We will study different kinds of historical evidence, rules for establishing their reliability, and pitfalls for the unwary. And how we work with that evidence for form arguments. Much of historical work is finding and creating linkages. There is (I probably should say are) a logic (or many logics) of history. Discussing it (or them) leads us to discuss paradigms, sufficiency of proof, and concepts of causality.

Wednesday, March 4

F. Writing History

Exercise: Write two short (no more than 2 pages each) accounts of the events surrounding the speech you selected for last week's exercise. Write it from two different perspectives.

We will discuss the historical work you have read and problems you have encountered in writing history. We also want to review the primary writers' skills in history -- arguing and constructing narrative.

Part III: Writing.

A. Outlining

Reading: Outlining handout.
Exercise: Outline your historical report

No skill in writing contributes as much to different dimensions of the activity as the ability to outline. Tonight we will talk about how to make it pay off.

Wednesday, March 11

B. Envisioning Your Reader

Reading: BCW, cc. 1-2. NBC, cc.8-10.
Exercise: Write no more than one page that describes the reader for your research. You should identify the reader and some of the expectations that you have about what they can understand, and can accept.

The importance of the reader cannot be overestimated. You must always write with a reader in mind, making choices that will communicate your position. We will explore the implications of this.
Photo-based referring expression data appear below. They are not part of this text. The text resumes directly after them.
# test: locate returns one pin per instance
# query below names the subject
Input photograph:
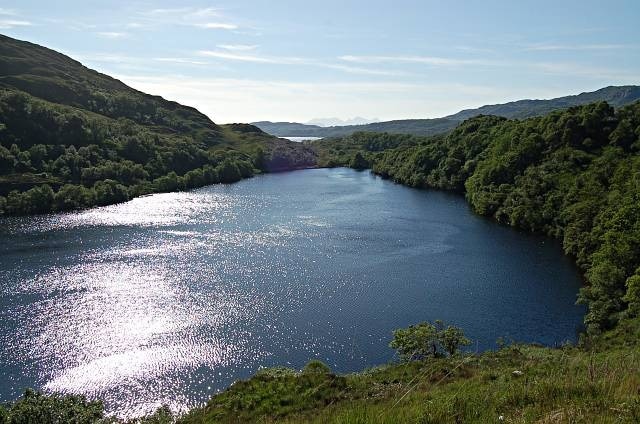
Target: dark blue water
(170, 297)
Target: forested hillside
(574, 175)
(71, 137)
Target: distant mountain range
(336, 122)
(614, 95)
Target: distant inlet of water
(301, 139)
(168, 298)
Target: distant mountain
(71, 137)
(614, 95)
(336, 122)
(404, 126)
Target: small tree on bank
(425, 340)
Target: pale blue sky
(240, 61)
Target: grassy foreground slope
(71, 137)
(598, 382)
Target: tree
(452, 338)
(359, 162)
(416, 342)
(632, 297)
(425, 340)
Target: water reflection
(167, 298)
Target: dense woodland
(574, 175)
(72, 138)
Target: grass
(596, 383)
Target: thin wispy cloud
(205, 18)
(112, 35)
(248, 58)
(13, 23)
(426, 60)
(288, 60)
(216, 25)
(237, 47)
(180, 60)
(576, 47)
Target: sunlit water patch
(170, 297)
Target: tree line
(572, 174)
(58, 158)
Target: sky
(250, 60)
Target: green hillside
(71, 137)
(521, 109)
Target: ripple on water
(170, 297)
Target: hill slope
(615, 96)
(72, 137)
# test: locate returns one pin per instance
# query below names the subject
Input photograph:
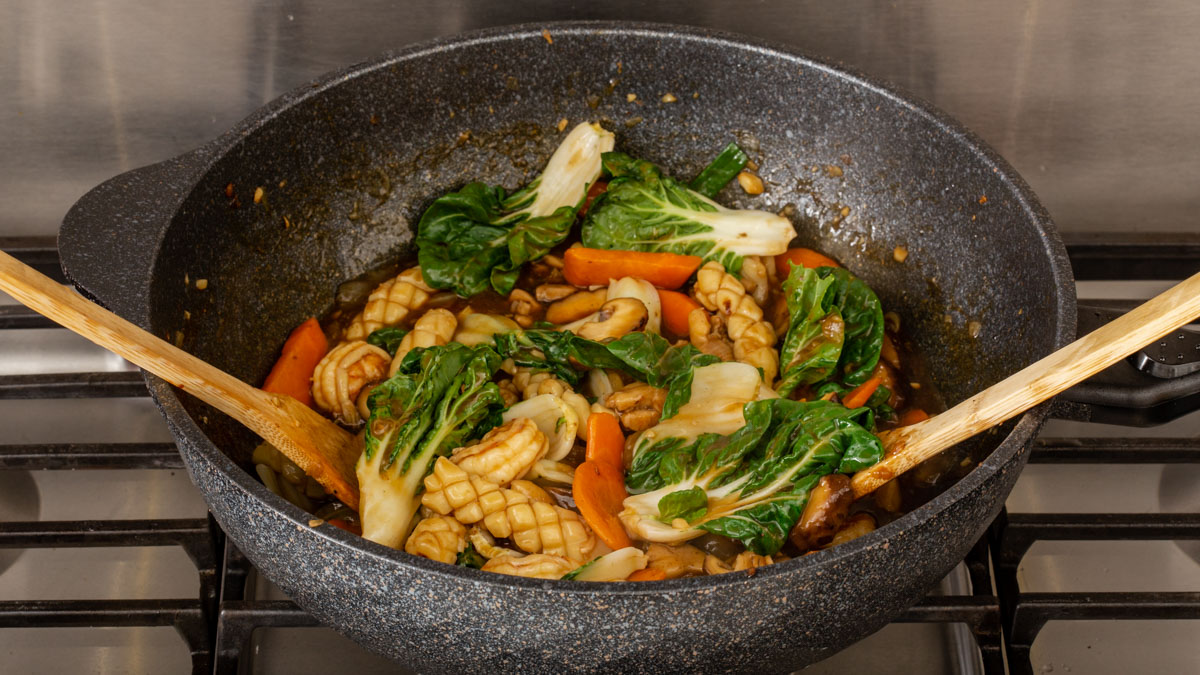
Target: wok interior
(346, 171)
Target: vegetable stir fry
(605, 376)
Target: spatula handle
(909, 446)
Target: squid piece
(390, 303)
(553, 417)
(637, 405)
(631, 304)
(616, 566)
(676, 561)
(504, 453)
(754, 339)
(538, 566)
(743, 561)
(438, 538)
(531, 384)
(343, 372)
(756, 279)
(433, 329)
(478, 328)
(534, 526)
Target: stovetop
(109, 563)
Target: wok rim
(1007, 452)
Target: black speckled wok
(347, 166)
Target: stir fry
(605, 376)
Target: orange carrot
(301, 353)
(676, 308)
(606, 443)
(888, 352)
(599, 491)
(647, 574)
(803, 257)
(595, 267)
(594, 191)
(912, 416)
(858, 396)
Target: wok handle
(108, 239)
(319, 447)
(909, 446)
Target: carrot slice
(293, 372)
(595, 267)
(912, 416)
(599, 491)
(594, 191)
(342, 524)
(858, 396)
(676, 308)
(803, 257)
(606, 443)
(647, 574)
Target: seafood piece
(342, 374)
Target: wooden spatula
(909, 446)
(323, 449)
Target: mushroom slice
(555, 417)
(576, 306)
(643, 291)
(478, 328)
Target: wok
(346, 167)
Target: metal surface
(399, 123)
(1091, 101)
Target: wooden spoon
(909, 446)
(323, 449)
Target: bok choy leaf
(835, 329)
(439, 399)
(478, 238)
(645, 210)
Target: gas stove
(109, 562)
(1091, 567)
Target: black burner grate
(219, 625)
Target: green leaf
(815, 333)
(387, 338)
(688, 505)
(471, 557)
(479, 238)
(720, 172)
(757, 479)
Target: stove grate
(219, 625)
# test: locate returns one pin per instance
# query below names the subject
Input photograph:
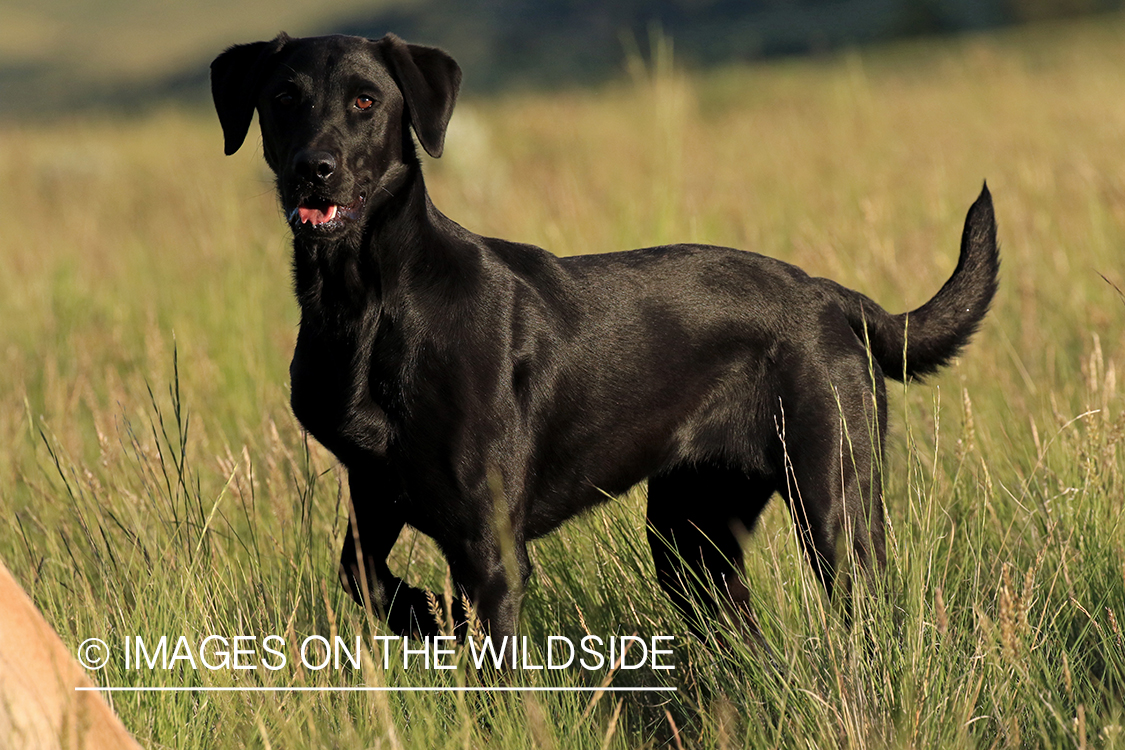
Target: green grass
(154, 481)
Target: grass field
(153, 480)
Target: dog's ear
(236, 80)
(430, 80)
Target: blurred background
(134, 53)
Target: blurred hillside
(129, 54)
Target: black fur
(484, 390)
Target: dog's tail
(917, 343)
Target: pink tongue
(315, 216)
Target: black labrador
(484, 390)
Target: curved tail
(917, 343)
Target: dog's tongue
(316, 216)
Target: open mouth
(322, 214)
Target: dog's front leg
(493, 569)
(376, 521)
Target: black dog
(484, 391)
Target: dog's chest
(332, 395)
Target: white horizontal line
(377, 689)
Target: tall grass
(154, 481)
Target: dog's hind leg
(694, 515)
(833, 449)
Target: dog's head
(335, 114)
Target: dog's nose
(315, 165)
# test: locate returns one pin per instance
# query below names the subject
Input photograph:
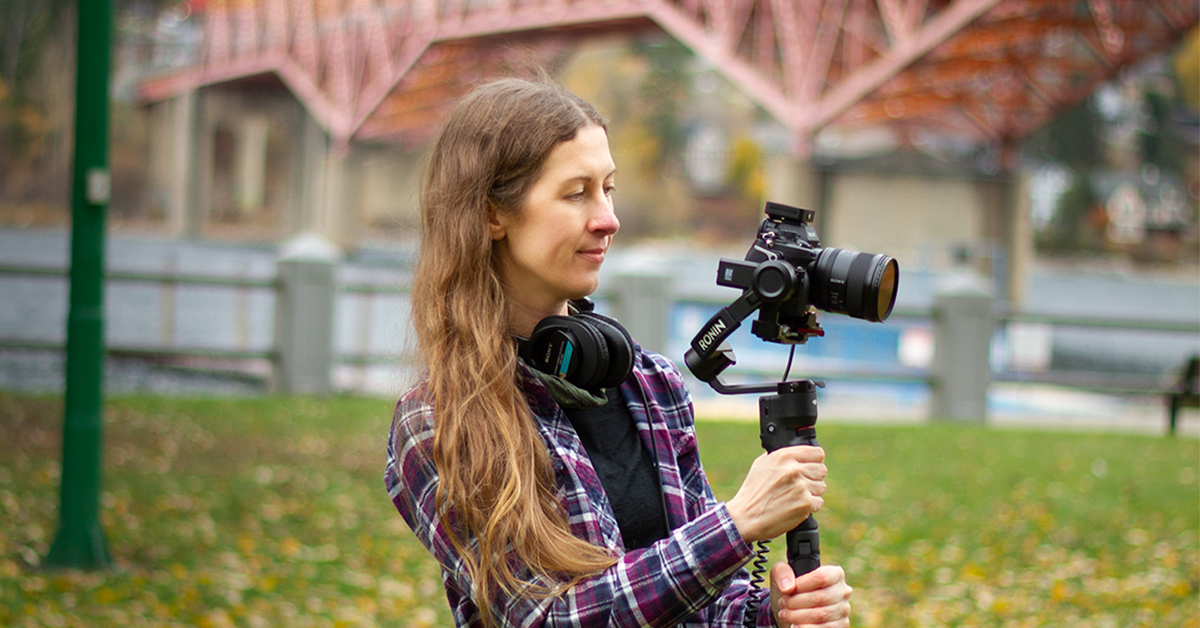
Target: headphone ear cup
(568, 348)
(619, 348)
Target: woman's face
(551, 250)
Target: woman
(520, 484)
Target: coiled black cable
(757, 575)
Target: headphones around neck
(586, 348)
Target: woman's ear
(496, 225)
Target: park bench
(1186, 393)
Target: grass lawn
(271, 513)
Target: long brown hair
(497, 485)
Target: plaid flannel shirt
(694, 578)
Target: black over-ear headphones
(587, 350)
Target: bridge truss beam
(990, 70)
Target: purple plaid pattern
(694, 578)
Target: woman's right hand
(780, 491)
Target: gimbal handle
(789, 419)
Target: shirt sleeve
(663, 585)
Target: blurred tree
(1162, 139)
(747, 175)
(663, 91)
(1073, 138)
(1071, 229)
(1186, 65)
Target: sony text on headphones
(587, 350)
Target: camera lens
(853, 283)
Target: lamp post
(79, 542)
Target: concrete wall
(917, 220)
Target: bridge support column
(251, 163)
(1006, 221)
(174, 159)
(961, 368)
(325, 177)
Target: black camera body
(789, 271)
(786, 276)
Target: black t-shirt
(625, 468)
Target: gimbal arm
(786, 418)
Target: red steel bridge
(989, 70)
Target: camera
(787, 271)
(786, 276)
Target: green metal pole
(79, 542)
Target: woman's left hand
(817, 598)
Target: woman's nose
(605, 219)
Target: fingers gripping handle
(787, 419)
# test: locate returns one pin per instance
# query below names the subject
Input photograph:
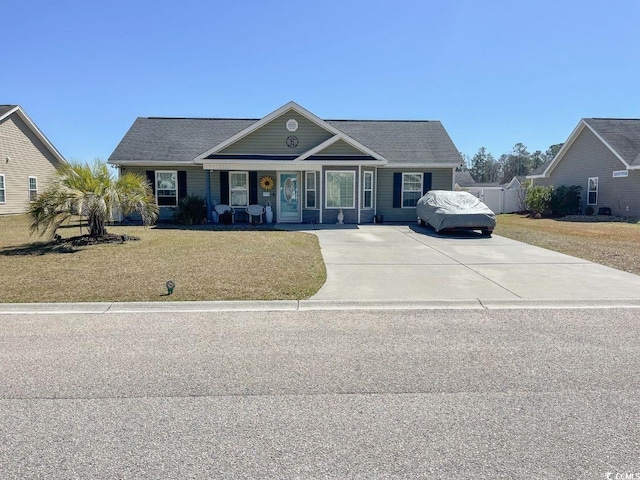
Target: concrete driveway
(400, 262)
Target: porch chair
(255, 210)
(222, 208)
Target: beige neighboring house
(28, 160)
(602, 156)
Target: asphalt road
(360, 394)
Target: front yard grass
(204, 264)
(612, 243)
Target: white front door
(289, 201)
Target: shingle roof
(174, 139)
(403, 141)
(183, 139)
(464, 179)
(622, 134)
(5, 108)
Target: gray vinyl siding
(28, 156)
(271, 138)
(330, 215)
(589, 157)
(441, 179)
(195, 184)
(340, 148)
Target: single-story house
(602, 155)
(305, 168)
(27, 160)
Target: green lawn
(204, 264)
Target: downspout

C. Formulating Your Argument

Reading: BCW, part III.

We have identified both historical logic and critical logic. This reading focuses on the more common problem of identifying your claim and providing support.

Wednesday, March 25

D. Quoting and Footnoting

Reading: BG, cc. 12-13.

There is a right and a wrong way to insert quotations and footnotes into works. That way has little to do with impressing the instructor with how much you have researched. We will talk about the right and wrong ways.

Wednesday, April 1

Assignment Due: First submission of Criticism

E. The art of revising

Reading: BG, cc. 13-14.

The secret of good writing -- revision. We want to talk about the process. In the process we will talk about the life of the critic.

F. The Mechanics of Writing

Reading: The Table of Contents of either the Chicago or the APA manual.

Yuk!! Form!! It is important to you. It tells a lot about you. So come with questions. Try to stump me on how to's.

Wednesday, April 8

G. Using Theories in Criticism: Schools of Criticism

Reading: NBC, cc. 11-14 (including Leff essay).

What is the role and the dangers of seeing criticism as derivative of theory?

H. Creating Images

Reading: BCW, c. 16. BG, cc. 10-11. Edwin Black, "The Sentimental Style as Escapism, or the Devil with Daniel Webster." Form and Genre. Ed. Karlyn Kohrs Campbell and Kathleen Hall Jamieson. Falls Church VA: SCA, 1976. 75-86.

Good historical/critical writing not only argues, it creates in its audience the experience of the rhetorical act. These chapters in Barzun and Graff are also splendid. Does Black succeed in creating nineteenth Century America for you? Why or why not? How does he try? We want to talk about techniques for putting drama in writing.

Wednesday, April 15 through May 6

Part IV: Critics Workshop.

We will be reading and writing, working on particular problems. Problems in writing are natural to critics. Every critic learns to work on specific problems. You are invited to bring your specific problems to class. So will I. We will concentrate on them and work toward specific objectives in regards to them. We will also treat some additional topics in criticism. We will select from among the following and even add some possibility to the list based on a feel for where there might be benefit.